The death of wartime General Vo Nguyen Giap has triggered public mourning in Vietnam as 150,000 people lined up to pay respects to the so-called “Red Napoleon.”
The sendoff for Giap, organised by the ruling Communist Party emphasised his leadership in wars first against France and then United States.
On Saturday, Giap's body was laid in state in Hanoi. The country's top leaders, along with veterans, diplomats and ordinary people paid their final respects ahead of Giap's funeral Sunday in his home province. The country's flag was flown at half-staff, and unrelated public events were cancelled.
"I'm not sure we will have a third leader like Giap and Uncle Ho, " said Tran Thi Thien, who rose at 3.00 am to pay tribute outside the Giap family home in Hanoi. "I hope the current leadership would look at how people love and respect Giap to improve themselves and better lead the country."
The mourning period has gone smoothly in a country where very little happens in public without the blessing of the ruling party. State media coverage projects a united nation, bolstering a government whose legitimacy still rests in part on its history of expelling foreign invaders.

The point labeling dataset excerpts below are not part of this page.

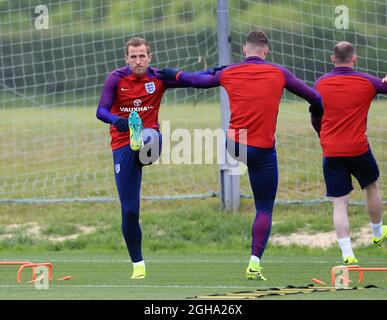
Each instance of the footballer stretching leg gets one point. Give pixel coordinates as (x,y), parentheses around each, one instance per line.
(263,175)
(128,175)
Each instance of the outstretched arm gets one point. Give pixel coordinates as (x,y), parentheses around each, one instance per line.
(299,88)
(380,85)
(203,79)
(105,103)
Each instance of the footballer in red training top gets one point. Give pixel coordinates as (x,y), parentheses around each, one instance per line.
(130,103)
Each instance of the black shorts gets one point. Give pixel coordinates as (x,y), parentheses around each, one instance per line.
(338,171)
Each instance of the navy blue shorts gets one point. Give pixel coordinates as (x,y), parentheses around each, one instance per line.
(338,171)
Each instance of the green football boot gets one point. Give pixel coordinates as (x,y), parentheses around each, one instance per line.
(377,242)
(135,129)
(350,260)
(138,272)
(254,271)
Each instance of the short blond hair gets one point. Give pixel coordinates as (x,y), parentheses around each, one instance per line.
(136,42)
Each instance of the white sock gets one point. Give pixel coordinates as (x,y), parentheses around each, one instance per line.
(142,262)
(376,229)
(346,247)
(255,259)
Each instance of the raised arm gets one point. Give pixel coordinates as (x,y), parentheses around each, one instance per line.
(203,79)
(380,85)
(106,101)
(299,88)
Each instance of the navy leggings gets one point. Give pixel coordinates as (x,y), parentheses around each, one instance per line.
(128,174)
(263,174)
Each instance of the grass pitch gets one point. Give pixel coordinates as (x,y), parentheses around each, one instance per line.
(180,276)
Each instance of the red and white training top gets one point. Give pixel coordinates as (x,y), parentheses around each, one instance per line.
(346,97)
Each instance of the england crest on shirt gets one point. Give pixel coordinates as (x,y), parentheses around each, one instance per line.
(150,87)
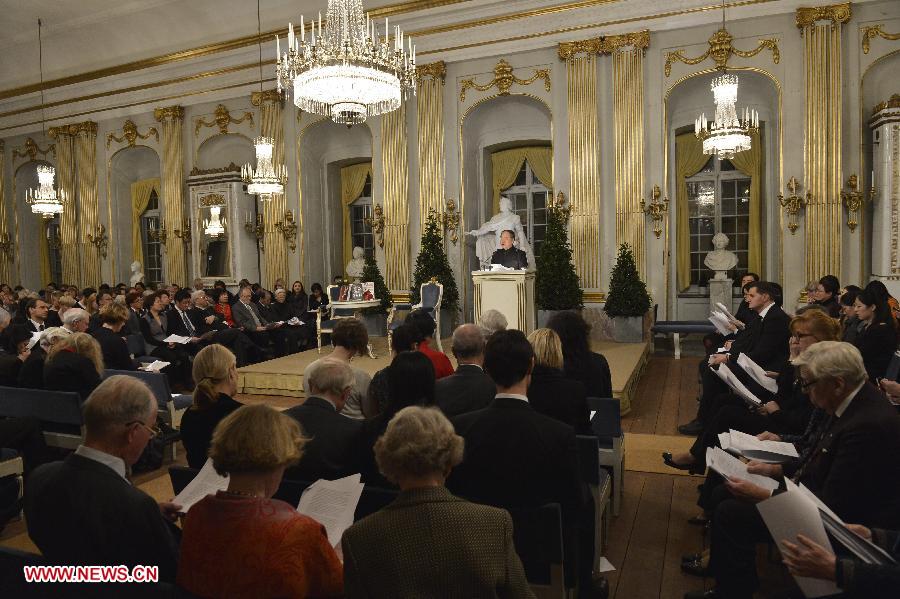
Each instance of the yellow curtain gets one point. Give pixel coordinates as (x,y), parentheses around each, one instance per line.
(140,199)
(353,180)
(750,162)
(45,254)
(506,164)
(689,159)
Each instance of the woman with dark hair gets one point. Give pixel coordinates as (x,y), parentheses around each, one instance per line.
(580,363)
(877,339)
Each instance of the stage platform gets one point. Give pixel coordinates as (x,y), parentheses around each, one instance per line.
(282,379)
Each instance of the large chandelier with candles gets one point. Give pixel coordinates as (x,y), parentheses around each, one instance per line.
(346,70)
(43,199)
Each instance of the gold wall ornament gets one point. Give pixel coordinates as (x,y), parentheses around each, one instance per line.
(721,49)
(131,134)
(503,80)
(793,203)
(31,149)
(377,222)
(222,118)
(656,210)
(836,13)
(874,31)
(450,220)
(854,201)
(99,239)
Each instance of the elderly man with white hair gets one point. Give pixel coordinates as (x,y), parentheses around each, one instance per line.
(83,510)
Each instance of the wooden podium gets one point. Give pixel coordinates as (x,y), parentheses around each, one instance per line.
(509,292)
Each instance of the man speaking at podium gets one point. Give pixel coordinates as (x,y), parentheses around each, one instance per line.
(507,255)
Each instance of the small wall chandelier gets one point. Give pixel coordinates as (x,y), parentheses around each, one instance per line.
(348,72)
(727,134)
(43,199)
(267,179)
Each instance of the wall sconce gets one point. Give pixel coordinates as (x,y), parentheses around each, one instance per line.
(377,222)
(99,239)
(793,203)
(854,200)
(656,209)
(288,228)
(450,220)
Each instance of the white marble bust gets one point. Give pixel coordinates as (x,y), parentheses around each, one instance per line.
(720,259)
(357,264)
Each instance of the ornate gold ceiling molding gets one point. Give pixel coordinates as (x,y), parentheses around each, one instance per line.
(868,33)
(31,150)
(836,13)
(435,70)
(503,80)
(721,49)
(131,134)
(222,118)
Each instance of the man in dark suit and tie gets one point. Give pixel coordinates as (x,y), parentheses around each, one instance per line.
(83,510)
(469,388)
(333,450)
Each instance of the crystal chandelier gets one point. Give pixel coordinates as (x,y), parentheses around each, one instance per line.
(267,179)
(349,72)
(43,199)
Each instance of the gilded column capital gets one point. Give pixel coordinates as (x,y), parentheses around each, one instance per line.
(168,113)
(434,70)
(836,13)
(270,95)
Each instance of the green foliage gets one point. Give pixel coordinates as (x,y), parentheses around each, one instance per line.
(372,273)
(432,262)
(557,286)
(627,292)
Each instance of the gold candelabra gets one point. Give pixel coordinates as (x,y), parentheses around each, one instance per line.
(854,200)
(99,239)
(793,203)
(656,209)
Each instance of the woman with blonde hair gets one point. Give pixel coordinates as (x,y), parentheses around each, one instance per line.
(74,363)
(215,377)
(242,543)
(550,392)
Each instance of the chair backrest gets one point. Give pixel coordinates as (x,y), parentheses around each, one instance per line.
(607,422)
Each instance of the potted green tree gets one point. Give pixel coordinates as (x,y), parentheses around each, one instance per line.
(432,262)
(556,286)
(628,299)
(376,316)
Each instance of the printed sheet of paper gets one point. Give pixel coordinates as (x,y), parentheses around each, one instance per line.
(207,482)
(332,503)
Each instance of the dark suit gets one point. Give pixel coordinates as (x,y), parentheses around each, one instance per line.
(440,546)
(511,258)
(80,511)
(334,447)
(466,390)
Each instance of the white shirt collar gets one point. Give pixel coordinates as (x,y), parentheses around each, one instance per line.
(117,464)
(513,396)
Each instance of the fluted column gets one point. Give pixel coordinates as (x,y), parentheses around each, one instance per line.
(172,120)
(275,259)
(628,124)
(821,31)
(430,114)
(68,220)
(395,173)
(85,137)
(584,158)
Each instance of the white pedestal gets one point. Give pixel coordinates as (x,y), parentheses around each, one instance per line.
(720,291)
(510,293)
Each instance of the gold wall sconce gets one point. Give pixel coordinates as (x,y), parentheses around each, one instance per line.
(793,203)
(854,200)
(656,209)
(99,239)
(377,222)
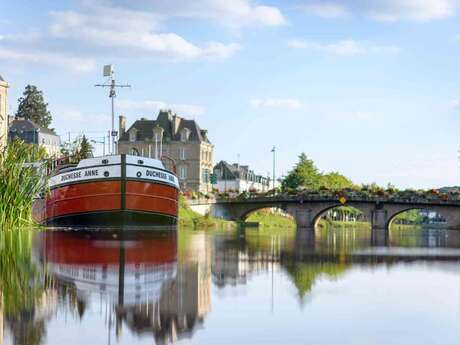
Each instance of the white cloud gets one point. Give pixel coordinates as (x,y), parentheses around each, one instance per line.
(74,64)
(343,48)
(233,13)
(78,40)
(326,9)
(287,103)
(455,105)
(384,10)
(150,106)
(136,35)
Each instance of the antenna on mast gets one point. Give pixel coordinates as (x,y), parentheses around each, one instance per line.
(109,72)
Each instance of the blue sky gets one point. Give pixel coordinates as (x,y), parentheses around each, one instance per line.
(367,88)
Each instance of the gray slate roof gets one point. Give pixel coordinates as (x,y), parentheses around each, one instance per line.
(29,126)
(145,127)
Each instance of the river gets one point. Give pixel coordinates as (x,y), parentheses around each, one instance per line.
(331,286)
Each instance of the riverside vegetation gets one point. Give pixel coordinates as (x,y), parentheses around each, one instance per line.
(18,185)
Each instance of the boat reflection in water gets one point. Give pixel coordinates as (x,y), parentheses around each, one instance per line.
(137,279)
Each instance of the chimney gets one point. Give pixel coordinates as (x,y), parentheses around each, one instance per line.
(176,122)
(158,139)
(122,125)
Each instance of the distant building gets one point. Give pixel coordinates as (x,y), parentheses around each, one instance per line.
(32,133)
(3,112)
(176,138)
(239,178)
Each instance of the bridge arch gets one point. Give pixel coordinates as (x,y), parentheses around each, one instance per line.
(394,215)
(334,206)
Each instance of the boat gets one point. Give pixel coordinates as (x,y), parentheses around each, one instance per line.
(110,191)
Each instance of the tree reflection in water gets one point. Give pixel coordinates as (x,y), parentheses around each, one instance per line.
(159,284)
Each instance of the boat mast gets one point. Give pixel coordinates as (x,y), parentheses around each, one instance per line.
(111,83)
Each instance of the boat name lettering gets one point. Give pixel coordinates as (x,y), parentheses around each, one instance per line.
(92,173)
(70,176)
(158,174)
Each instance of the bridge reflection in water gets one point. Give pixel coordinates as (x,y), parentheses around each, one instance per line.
(161,286)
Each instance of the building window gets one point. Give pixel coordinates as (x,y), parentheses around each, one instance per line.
(205,176)
(184,134)
(132,135)
(183,172)
(182,154)
(135,152)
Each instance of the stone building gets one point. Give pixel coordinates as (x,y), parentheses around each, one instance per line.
(3,112)
(239,178)
(32,133)
(179,142)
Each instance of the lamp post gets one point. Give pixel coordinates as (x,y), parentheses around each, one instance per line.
(100,142)
(36,130)
(274,151)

But the extent of the public mourning was unscripted, as hundreds of thousands lined up over four days outside Giap's house to pay their respects in an outpouring of grief.
Giap is best remembered for leading Vietnamese forces to victory over the French at Dien Bien Phu in 1954.
His Chinese advisers told him to strike elite French forces fast and hard, but Giap changed plans at the last minute and ordered his jungle troops to besiege the French army. The French were defeated after 56 days, and the unlikely victory led not only to Vietnam's independence, but hastened the collapse of colonialism across Indochina and beyond.
"He was an outstanding general, but he was a very simple man and very down to earth," said Nguyen Chan, a 78-year-old who fought in Dien Bien Phu in 1954 and on Saturday was gathering in a park watching the coverage of the mourning on a big screen. "For us, he was a commander in chief, a teacher and also a father."
Giap remained commander in chief of the People's Army of Vietnam during the war against the United States, overseeing the expansion of a small crew of soldiers into a significantly larger and more sophisticated army. Giap was credited for his leadership role during the Tet Offensive in 1968, where Viet Cong and North Vietnamese Army challenged South Vietnam and US troops in a sporadic wave of attacks. Although many of Giap’s army were severely weakened and eventually driven back, the ambush served to change public attitudes to the Vietnam war in America.
After the wars, Giap maintained his position as Minster of National Defence under the new Socialist Republic of Vietnam, before being made Deputy Prime Minister in 1976.
He retired from the Government six years later, having been side-lined and removed from his post in the Politburo in 1982.
"Giap was a critical figure in contemporary Vietnam history, however one part of his life will always be associated with his question of authority," said Jonathan London, a Vietnam expert at the City University of Hong Kong. "His legacy will be used as badge of legitimacy for the Socialist Republic of Vietnam, but this is occurring at a time when Vietnamese are questioning the direction of their country."